In the 2021/22 growing season, implementation of AIP was negatively affected after some of the large agrodelearers refused to participate in the supply of fertiliser because of the government set price of K27 000 per 50 kilogramme bag instead of K35 000.

In its report for March the association says the country is unlikely to have the capacity to manufacture fertiliser locally as production of phosphate and potassium is not feasible.

Global prices for raw materials such as ammonia, nitrogen, nitrates, phosphates, potash and sulphates, are also up 30 percent since the turn of the year and now exceed those seen during the food and energy crisis in 2008.

It said in Malawi, the main price increases come from the global market with 90 percent of the increases attributable to increases in global prices for fertiliser and fuel, and the weakening of the kwacha.drivers of domestic fertiliser

On the domestic market, fertiliser prices have been on the rise, with retail prices increasing by over 90 percent from K22 042 for a 50 kilogramme (kg) bag in August 2020.

Spot-checks conducted by The Nation in some agro-dealer shops on Friday showed that a 50kg bag of Urea and CAN is selling at K49 000 and K37 700, respectively.

On the other hand, Super D is selling at K62 700 while Compound D is selling at K52 700.

Last week, Mwapata Institute warned that Russia’s invasion of Ukraine will increase fertiliser prices even further as Russia is the 4th largest producer of main ingredients for chemical fertilisers in the world. Ukraine and Belarus are also among the top 20 chemical fertilisers producers.

Collectively, these three countries produce about 10 percent of the world’s nitrogen and phosphorus fertilisers, and 35 percent of the world’s potassium.

“The world is likely to see an eight to 10 percent reduction in the supply of fertiliser on the global market in the coming year, perhaps more for those which include potassium that will further add to the cost of fertiliser in Malawi, which has already risen,” said Mwapata in its March 2022 Policy Brief Number 18 released on Thursday.

Fertiliser Association of Malawi data shows that for the past five years, the annual fertiliser market in Malawi is between 350 000 to 370 000 metric tonnes (MT).

With the launch of the AIP, the figures has increased in the past year to between 400 000 and 450 000MT.

In the 2020/21 crop growing season, 345 710 if Chakwera’s administration MT of fertilisers were sold under AIP.

In an interview on Sunday, Farmers Union of Malawi (FUM)chief executive officer Jacob Nyirongo, said the increased fertiliser prices will stretch the national agriculture budget and reduce production.

He said: “Unfortunately, the government has very limited options to remedy the increasing fertiliser prices.
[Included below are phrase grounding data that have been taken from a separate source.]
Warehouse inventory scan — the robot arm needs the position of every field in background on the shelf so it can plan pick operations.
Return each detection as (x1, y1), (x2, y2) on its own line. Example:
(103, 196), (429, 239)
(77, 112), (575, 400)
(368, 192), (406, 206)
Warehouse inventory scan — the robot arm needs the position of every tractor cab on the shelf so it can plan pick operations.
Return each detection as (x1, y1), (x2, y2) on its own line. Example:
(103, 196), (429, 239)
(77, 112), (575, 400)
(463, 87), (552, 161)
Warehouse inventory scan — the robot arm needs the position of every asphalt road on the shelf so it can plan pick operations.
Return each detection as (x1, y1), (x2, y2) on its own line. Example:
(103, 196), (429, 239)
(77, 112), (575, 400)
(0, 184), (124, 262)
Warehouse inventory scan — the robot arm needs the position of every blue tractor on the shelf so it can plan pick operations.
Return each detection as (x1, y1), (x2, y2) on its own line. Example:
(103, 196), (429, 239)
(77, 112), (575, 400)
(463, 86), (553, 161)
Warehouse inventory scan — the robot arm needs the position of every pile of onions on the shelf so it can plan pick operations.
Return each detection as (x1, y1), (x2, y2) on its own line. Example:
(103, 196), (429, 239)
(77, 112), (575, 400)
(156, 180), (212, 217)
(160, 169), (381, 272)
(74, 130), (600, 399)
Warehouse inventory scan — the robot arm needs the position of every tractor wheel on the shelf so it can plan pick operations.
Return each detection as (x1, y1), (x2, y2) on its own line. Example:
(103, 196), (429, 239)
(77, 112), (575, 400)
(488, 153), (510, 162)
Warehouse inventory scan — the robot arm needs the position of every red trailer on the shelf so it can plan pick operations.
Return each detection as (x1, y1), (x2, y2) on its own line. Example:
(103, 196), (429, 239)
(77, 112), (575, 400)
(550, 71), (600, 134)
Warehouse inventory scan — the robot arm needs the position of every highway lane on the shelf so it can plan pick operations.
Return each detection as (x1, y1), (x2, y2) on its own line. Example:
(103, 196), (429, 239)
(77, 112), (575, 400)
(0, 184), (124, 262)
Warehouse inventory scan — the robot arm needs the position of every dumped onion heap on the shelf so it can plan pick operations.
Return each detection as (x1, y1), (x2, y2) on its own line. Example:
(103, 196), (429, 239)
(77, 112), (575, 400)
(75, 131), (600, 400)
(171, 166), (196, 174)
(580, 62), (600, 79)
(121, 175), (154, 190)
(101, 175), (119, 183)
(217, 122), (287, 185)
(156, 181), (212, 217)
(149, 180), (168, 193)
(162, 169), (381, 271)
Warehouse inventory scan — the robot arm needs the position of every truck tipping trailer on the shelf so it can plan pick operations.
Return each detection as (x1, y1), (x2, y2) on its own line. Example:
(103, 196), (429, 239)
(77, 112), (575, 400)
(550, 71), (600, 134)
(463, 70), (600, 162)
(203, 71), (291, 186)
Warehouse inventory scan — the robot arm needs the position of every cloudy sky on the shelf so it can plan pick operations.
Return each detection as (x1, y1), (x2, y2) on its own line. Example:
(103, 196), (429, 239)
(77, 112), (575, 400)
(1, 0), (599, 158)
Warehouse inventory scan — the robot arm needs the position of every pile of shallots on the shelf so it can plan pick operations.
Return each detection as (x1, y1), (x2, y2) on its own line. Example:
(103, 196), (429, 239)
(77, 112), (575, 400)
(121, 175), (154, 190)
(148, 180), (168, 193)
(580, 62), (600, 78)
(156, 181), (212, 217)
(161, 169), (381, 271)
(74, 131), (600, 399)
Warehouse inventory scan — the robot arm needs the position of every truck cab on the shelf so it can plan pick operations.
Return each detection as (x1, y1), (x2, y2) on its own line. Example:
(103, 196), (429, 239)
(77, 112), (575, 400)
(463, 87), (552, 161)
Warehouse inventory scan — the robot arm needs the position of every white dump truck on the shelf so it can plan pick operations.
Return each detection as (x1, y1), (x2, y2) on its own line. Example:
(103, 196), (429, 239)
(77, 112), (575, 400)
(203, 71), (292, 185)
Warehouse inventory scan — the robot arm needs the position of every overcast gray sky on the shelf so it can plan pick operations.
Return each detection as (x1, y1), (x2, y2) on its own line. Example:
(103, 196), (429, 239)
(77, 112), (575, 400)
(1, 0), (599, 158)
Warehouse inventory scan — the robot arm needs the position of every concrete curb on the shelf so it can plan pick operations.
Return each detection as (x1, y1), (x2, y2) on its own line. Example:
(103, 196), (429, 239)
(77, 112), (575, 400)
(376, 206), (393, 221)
This is the case because Malawi is at the tail end of the fertiliser supply chain; hence, has no significant power to influence any shift in fertiliser price movements.”

However, Nyirongo said to lessen the damage, the government should purchase some of the AIP fertiliser now as there are strong indications that fertiliser prices will continue to rise.

Agricultural commentator Tamani Nkhono-Mvula said the rising prices is not a good sign at all as for Malawi as we rely so much on fertiliser

He said this means the majority of smallholder farmers will not be able to access fertiliser and it will be expensive to run the AIP programme.

“We need to start seriously looking for alternative ways of accessing fertiliser and technologies of boosting fertiliser like manufacturing fertiliser on a larger scale,” he said.

Minister of Agriculture Lobin Lowe on Sunday could not be reached on his mobile phone for comment.

In the 2022/23 National Budget, AIP has claimed 85 percent (K109.5 billion) of the agriculture sector budget.

This is a K33 billion decline from the previous year’s K142 billion allocation.